Jigar Naik

Personal information
- Full name: Jigar Kumar Hakumatrai Naik
- Born: 10 August 1984 (age 42) Leicester, England
- Batting: Right-handed
- Bowling: Right-arm off break

Domestic team information
- 2002: Leicestershire Cricket Board
- 2006–2016: Leicestershire (squad no. 22)
- 2007: Loughborough UCCE
- 2011: Colombo
- FC debut: 26 July 2006 Leics v West Indies A
- LA debut: 29 August 2002 Leics CB v Denmark

Career statistics
| Competition | FC | LA | T20 |
| Matches | 77 | 38 | 54 |
| Runs scored | 1,888 | 193 | 74 |
| Batting average | 21.21 | 11.35 | 14.80 |
| 100s/50s | 1/5 | 0/0 | 0/0 |
| Top score | 109* | 36* | 16* |
| Balls bowled | 12,003 | 1,460 | 945 |
| Wickets | 170 | 30 | 42 |
| Bowling average | 39.15 | 43.80 | 26.97 |
| 5 wickets in innings | 6 | 0 | 0 |
| 10 wickets in match | 0 | 0 | 0 |
| Best bowling | 8/179 | 3/21 | 3/3 |
| Catches/stumpings | 42/– | 5/– | 14/– |
- Source: CricketArchive, 5 April 2017

= Jigar Naik =

English cricketer (born 1984)

Jigar Kumar Hakumatrai Naik (born 10 August 1984) is an English cricket player. Jigar was born in Leicester and educated at Rushey Mead School and Gateway College in the city. He is, as of June 2015, playing for Leicestershire.

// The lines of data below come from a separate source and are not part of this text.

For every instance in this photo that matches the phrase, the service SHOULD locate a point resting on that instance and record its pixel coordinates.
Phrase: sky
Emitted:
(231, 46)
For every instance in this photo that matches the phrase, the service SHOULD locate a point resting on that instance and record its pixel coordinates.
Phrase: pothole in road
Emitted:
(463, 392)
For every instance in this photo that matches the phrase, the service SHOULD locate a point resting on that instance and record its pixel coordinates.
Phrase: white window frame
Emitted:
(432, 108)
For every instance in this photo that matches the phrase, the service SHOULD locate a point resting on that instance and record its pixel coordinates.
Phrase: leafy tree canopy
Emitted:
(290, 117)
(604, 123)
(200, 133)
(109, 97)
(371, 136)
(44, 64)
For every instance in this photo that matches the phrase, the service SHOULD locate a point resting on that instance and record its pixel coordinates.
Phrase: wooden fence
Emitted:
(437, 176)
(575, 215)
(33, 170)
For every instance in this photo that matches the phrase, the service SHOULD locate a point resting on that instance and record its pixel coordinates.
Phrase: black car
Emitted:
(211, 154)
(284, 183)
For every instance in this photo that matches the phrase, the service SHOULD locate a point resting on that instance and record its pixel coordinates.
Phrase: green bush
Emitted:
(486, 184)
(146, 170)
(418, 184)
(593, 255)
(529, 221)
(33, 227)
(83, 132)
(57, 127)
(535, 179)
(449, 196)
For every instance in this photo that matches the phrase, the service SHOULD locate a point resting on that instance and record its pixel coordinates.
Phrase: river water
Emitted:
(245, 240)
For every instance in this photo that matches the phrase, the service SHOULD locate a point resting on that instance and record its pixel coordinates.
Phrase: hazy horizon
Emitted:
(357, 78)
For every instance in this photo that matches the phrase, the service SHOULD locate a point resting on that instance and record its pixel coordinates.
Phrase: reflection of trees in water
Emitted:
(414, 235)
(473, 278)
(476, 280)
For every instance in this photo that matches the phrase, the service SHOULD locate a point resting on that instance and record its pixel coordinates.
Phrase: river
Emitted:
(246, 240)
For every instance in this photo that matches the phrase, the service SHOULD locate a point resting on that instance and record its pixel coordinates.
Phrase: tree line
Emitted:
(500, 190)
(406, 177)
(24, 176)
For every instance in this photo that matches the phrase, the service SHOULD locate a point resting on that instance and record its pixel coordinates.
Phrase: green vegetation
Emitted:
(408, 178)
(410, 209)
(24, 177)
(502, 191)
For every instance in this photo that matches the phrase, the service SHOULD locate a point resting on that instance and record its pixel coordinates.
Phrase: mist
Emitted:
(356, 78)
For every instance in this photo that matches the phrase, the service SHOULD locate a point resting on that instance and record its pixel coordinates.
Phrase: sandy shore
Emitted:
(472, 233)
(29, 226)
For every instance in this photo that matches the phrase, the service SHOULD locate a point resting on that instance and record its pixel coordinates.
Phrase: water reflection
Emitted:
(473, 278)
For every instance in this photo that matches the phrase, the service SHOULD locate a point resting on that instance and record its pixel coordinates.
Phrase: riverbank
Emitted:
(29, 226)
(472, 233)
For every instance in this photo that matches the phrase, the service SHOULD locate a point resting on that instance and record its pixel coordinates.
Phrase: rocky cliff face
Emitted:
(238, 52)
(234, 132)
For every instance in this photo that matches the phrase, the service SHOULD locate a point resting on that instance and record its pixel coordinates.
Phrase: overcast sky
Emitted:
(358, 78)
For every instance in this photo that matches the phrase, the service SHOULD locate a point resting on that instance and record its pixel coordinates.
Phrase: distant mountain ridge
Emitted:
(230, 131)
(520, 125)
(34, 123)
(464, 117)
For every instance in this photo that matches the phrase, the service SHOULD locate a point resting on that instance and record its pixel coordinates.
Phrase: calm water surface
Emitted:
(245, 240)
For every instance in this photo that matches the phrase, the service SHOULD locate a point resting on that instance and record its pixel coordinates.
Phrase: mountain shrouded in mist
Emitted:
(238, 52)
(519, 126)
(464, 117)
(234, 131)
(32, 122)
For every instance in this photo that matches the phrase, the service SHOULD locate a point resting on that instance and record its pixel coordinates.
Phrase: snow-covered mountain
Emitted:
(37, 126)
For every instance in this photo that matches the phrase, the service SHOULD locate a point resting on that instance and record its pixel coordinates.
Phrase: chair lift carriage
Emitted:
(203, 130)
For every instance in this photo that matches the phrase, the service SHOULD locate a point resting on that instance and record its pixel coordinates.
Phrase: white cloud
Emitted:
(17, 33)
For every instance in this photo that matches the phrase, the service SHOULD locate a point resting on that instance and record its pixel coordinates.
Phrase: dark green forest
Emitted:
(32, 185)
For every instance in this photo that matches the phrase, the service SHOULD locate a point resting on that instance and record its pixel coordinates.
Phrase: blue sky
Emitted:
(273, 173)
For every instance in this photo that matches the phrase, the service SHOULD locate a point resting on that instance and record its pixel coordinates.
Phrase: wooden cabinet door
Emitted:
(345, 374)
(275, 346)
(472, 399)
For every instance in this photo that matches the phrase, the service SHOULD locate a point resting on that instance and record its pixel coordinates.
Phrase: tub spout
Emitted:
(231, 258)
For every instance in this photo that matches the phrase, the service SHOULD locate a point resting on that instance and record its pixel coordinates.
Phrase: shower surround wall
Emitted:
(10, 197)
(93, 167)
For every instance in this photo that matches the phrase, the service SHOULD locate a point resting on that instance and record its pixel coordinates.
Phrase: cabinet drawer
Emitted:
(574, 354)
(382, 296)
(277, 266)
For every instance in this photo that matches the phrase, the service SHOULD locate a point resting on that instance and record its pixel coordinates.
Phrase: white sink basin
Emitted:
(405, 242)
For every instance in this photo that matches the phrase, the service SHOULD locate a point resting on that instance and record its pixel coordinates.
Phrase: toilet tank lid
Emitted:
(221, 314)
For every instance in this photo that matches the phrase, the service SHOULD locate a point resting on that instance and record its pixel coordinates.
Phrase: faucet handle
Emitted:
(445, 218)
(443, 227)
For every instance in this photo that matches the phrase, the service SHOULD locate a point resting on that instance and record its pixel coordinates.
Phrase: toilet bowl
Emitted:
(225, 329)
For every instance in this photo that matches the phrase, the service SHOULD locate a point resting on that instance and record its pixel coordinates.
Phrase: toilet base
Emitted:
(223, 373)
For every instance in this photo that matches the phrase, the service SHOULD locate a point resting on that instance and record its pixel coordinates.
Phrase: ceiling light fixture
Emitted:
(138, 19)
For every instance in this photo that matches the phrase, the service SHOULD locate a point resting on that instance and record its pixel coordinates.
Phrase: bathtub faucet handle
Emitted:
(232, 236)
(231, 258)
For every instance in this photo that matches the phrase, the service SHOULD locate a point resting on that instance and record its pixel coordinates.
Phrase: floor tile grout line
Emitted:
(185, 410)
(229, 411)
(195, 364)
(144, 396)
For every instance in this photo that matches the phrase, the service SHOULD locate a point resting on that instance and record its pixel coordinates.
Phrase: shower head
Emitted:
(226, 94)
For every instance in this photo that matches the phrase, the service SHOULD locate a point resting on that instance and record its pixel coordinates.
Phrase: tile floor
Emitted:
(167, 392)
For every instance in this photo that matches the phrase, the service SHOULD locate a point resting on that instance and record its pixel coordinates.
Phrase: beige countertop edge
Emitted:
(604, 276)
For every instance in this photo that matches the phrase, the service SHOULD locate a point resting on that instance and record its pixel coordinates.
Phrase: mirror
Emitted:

Naik who played for Kibworth and Billesdon as well as Loughborough MCCU, made history when he became the first Leicester-born Asian to play for Leicestershire in a first-class game against a touring West Indies A side. Naik took one wicket, that of test batsmen Dwayne Smith.

In Naik's first county game against Glamorgan in the Pro40, he took 3/24.

Naik has been a consistsent performer since 2009. In 2009 he was named Leicestershire's most improved uncapped player. In 2010, Naik topped the national bowling averages with 35 wickets at an average of 17.59, including 7–96 against Surrey at The Oval. A lot of credit for this has to go to his spin partner at Leics, Claude Henderson. Both received new 2-year contracts at the end of the 2011 season.

Naik missed a large part of the 2012 season when he damaged ankle ligaments in early May, not making a comeback until August.

Naik did make an excellent start to the 2013 season when he took 5–98 against Worcestershire in early May. His season came to a premature end when he dislocated a shoulder against Nottinghamshire on 12 July.